Of course we need the strongest possible performing private sector. Whose financial future is not tied up with good commercial results?
The objections to core probation work being run by the private sector are straightforward. No company with a financial interest should advise courts on sentence as probation officers do. There is a massive gain to be made from increased numbers in prison, and no company is in a position to deny its shareholders increased business. If more people need to go to prison, then so be it. But not for profit.

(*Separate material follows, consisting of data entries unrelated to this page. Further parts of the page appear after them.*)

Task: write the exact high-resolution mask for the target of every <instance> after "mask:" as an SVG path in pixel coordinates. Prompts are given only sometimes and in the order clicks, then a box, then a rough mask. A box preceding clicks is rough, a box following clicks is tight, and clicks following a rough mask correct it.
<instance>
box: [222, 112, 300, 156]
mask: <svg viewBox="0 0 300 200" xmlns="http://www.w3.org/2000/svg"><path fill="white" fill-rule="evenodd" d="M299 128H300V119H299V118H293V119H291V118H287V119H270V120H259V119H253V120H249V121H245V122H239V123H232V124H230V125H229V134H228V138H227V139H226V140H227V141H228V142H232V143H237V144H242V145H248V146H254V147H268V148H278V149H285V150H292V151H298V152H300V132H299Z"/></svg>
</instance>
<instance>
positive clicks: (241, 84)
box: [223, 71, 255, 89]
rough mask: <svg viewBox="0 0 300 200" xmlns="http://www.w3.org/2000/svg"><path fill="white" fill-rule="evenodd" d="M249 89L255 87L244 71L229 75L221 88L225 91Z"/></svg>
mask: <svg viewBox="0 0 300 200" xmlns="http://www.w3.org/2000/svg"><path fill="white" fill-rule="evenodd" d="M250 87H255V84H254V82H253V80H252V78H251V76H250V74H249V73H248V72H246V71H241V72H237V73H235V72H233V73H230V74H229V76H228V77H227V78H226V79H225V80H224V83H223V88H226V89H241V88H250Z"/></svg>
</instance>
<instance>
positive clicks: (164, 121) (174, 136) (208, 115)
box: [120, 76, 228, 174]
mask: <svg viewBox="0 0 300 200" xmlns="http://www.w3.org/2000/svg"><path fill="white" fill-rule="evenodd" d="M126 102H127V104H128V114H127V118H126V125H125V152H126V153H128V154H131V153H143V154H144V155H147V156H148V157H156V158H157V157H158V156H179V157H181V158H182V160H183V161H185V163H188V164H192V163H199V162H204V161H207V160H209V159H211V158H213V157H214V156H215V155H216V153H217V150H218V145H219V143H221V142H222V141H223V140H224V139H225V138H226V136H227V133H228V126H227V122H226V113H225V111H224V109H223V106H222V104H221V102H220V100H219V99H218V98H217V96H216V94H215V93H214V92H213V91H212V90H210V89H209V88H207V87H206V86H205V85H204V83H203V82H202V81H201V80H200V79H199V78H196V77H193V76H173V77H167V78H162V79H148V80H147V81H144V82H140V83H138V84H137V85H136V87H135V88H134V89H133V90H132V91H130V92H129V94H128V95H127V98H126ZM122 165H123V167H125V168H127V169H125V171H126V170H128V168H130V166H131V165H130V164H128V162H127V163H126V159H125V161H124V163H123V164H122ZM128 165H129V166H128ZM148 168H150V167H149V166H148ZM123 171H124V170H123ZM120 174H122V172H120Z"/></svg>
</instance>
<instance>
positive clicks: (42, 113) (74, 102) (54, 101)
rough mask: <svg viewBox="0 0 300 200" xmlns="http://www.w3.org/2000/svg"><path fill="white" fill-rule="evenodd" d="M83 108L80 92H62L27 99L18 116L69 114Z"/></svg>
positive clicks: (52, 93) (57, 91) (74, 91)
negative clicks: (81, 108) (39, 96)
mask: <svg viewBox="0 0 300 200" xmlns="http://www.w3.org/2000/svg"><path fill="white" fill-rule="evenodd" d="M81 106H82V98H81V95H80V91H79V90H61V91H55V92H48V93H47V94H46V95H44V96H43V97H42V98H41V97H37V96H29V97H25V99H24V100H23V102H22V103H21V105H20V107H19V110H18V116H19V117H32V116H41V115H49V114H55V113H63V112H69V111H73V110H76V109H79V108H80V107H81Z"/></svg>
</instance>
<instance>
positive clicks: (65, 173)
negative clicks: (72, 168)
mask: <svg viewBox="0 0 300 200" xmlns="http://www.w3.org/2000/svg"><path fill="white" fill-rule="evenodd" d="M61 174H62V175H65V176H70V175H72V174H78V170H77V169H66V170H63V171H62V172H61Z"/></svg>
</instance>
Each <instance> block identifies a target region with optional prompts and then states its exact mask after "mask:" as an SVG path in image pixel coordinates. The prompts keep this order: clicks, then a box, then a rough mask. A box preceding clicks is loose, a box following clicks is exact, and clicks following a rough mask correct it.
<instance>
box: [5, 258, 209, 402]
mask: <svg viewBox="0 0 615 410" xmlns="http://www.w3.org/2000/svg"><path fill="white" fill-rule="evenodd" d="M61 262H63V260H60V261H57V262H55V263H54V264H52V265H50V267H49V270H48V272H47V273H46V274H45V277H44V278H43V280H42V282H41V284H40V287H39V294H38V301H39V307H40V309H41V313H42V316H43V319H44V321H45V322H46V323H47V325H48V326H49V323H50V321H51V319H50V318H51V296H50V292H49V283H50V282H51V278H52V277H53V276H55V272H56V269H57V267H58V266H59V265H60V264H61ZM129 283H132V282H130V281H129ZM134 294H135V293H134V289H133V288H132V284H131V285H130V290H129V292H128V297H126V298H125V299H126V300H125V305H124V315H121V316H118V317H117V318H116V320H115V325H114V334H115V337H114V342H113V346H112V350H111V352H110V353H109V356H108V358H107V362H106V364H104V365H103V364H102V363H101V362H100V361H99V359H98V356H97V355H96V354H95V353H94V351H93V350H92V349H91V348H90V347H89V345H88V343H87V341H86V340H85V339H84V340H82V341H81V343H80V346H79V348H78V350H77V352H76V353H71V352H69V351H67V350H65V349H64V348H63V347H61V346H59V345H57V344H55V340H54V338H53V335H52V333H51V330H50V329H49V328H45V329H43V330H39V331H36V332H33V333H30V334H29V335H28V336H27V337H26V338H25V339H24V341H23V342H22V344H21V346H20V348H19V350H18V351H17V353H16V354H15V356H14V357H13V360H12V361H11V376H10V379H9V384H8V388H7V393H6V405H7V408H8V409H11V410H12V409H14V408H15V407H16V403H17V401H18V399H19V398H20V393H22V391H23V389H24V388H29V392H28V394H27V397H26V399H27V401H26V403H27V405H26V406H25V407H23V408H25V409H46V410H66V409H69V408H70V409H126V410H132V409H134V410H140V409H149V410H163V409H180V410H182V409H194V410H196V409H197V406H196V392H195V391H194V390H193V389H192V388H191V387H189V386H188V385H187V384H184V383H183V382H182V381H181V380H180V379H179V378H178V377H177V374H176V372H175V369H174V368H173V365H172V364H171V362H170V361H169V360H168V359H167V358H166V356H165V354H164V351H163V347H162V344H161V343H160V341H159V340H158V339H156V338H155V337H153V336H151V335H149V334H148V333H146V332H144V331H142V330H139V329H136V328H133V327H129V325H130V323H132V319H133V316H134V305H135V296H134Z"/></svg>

There is an important place for private investment in criminal justice. Employment, accommodation and skills training provided by private enterprise could transform the lives of many, particularly young, offenders. There is much to do and our safety depends on it. The possibilities for private sector and voluntary sector cooperation are massive. But instead a probation service that delivers on the targets set it, that is cost effective and efficient, that provides a real measure of protection, that is open in its dealings is about to be put at risk. Blame the small kid playing at backstop.
This is the key issue. How, exactly, do we best provide support for offenders. Although probation is only one agency working with offenders the likely disruption that the current NOMS model might bring would impact on every organisation concerned with supporting and controlling offenders. Support for a regional commissioning structure seems to be dwindling and may well never emerge in the form that was suggested two years ago. There is perhaps a growing consensus that it is out-moded, not fit for purpose, and not flexible. If we cannot get the structures right then good practice will struggle to deliver.
At the heart of the vision for the future is the government’s commitment to ‘localism’. Restructuring probation must re-visit principles and objectives and make sure these are aligned to local governance and joined up public service delivery around local area agreements (LAAs) and local strategic partnerships (LSPs).
Offender Management targets will not be meaningful unless integrated into the ‘safer and stronger’ block of LAAs, working on the basis of needs analysis. Approaches to Offender Management should not be centrally driven from a Home Office ‘silo’ but part of a coherent local strategy, particularly (as the Local Government Association says) in upstream joint work on preventative measures involving education and youth services, employment services, police and health. A separate free-for-all regional commissioning structure led by the Home Office would be at odds with what already works locally.
Integrated targets should be set by probation boards or trusts alongside youth offending teams, YOTS and Crime and Disorder Reduction Partnerships. Trusts should commission through contracts wherever best value can be evidenced. A duty to cooperate would apply to probation trusts as with other partners to LSPs and LAAs to reinforce collective responsibility and joint working.
Competition should work to widen service provision for offenders, private and third sector providers taking a determined percentage, a model similar to social services commissioning.
Unless and until probation can play a full and uninhibited part in local partnership work it will struggle to be truly part of a local strategy, to find ways of sharing budgets and resources, to be connected to local need; it has to be fully involved, not just a backstop.